Last week I attended Africa Peering and Interconnection Forum; it brought together ISPs, content provider and regulators from 20 African countries but the Communications Commission of Kenya was conspicuously missing.

It is only after attending such meetings that you understand some of the reasons the cost of internet will not drop for the individual, who is probably looking forward to the day we pay $20 per month for limited connectivity.

First, peering means exchange of content between ISPs at a central point like the Internet Exchange point (IXP). Think of an IXP as a hub in airline terms. Nairobi is the regional hub and most arlines with no connections to the region from Europe usually get their passengers to Nairobi, then they are taken over by KQ or another airline.
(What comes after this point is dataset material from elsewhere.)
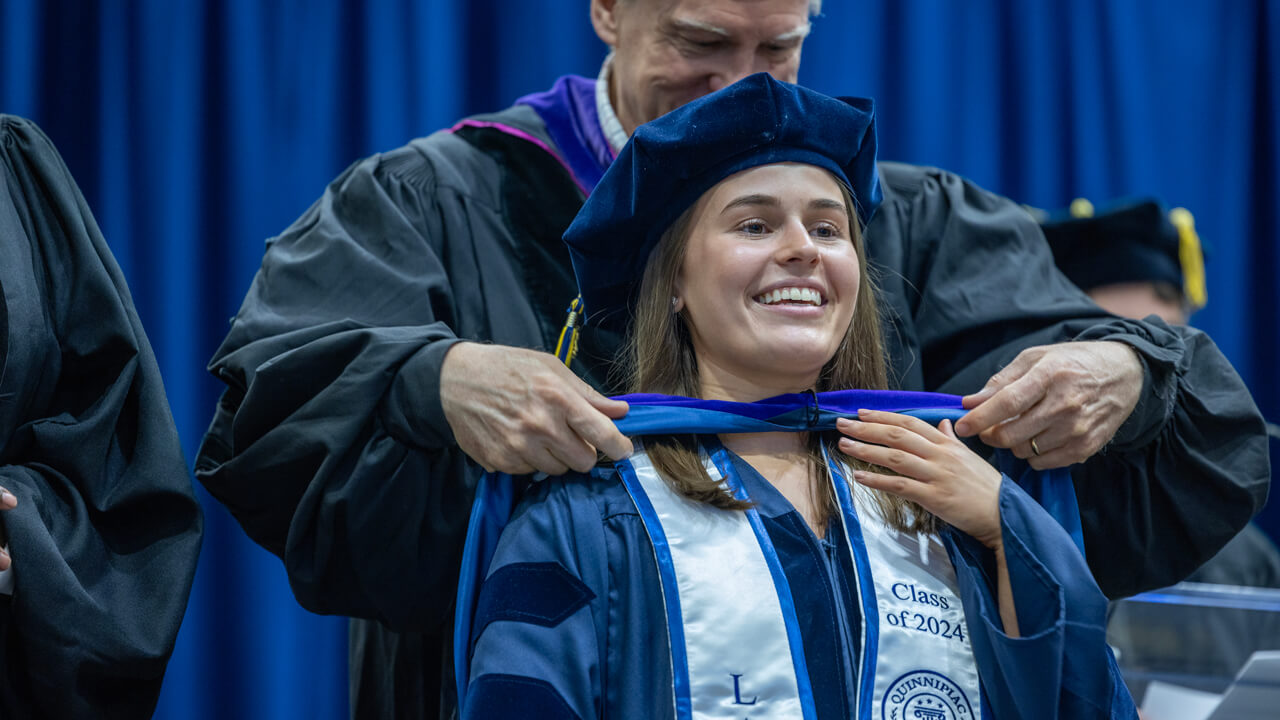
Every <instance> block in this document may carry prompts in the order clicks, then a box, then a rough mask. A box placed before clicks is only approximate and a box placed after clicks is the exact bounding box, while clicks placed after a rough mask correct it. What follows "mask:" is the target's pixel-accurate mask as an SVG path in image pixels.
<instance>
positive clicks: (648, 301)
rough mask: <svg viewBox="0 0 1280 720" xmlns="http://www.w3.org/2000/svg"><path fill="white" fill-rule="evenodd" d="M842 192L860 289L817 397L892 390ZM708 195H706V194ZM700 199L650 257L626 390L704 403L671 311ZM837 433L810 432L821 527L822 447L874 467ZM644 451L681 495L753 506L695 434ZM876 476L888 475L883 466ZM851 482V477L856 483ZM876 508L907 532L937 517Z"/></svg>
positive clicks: (731, 507)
For instance, if you are travelling from Windhoek Namibia to Lome in Togo, you will have to buy a ticket from different airlines or from one airline that goes to Lome, which is likely to give the cheaper option. If you decide to travel SAA then KQ, there is no doubt the ticket might be higher; this is Africa!

The same principle applies, if your content is hosted abroad and you are in Kinshasa, you have a choice of ISPs that will charge the cost of international connectivity because at some point, the data will leave your ISP network to another, and they have to pay. Assuming that content was hosted locally, it means that cost of international connectivity would be eliminated.
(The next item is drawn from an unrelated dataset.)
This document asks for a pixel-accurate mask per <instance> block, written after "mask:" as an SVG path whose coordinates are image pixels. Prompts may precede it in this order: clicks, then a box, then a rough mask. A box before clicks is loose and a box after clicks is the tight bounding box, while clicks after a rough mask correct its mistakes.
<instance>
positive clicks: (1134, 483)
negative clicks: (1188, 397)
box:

But the internet costs remain the same whether local or international, so why bother? Thats a question that many people ask and the answer is simple; we do not generate enough content to spur competition in hosting services and lower the costs. Abroad, people can charge lower because maybe the server is in a garage somewhere, under the bed or in a company like Yahoo, that attracts 10 million sites a year, so it can afford to charge 10 dollars and still make money.

Ever wondered why a ticket to Malawi costs $800 and one to South Africa costs $400 yet it may seem logical that the reverse be the case? Well, it is argued that the Jo’Burg route has more flights and airlines compared to Malawi and therefore more competition. Indeed, if you are going to Lilongwe via Kenya Airways, you might be taken on a round trip of your life but if they attempted that on the Jo’burg route, they may lose the customers.


Anyway, if the ISPs in the region do not see the need to share content and so long as we continue hosting abroad, the cost will remain high. Of course those are not the only issues, there is licensing and the desire to get a quick return on investment, maybe the period may be made longer.

There are ways content providers can reduce costs by setting up POPs like in Nigeria and ISPs evolving to be more of regional carriers and reduce backhauling costs like Orange is doing in the region

There is no doubt that the industry is getting better; maybe most us host 9 out of 10 websites locally but it will probably get to a time when ISPs say that if you access websites that are local, then the cost is low and flat, maybe like they do with on network calls.

It may look simplistic but we all have a role to play in making internet cheaper. Follow-up piece can address licensing issues and benefits we can expect from having Kenyan Internet Exchange Point, Mombasa Internet Exchange Point and a POP hosted at Internet Solutions in Kenya.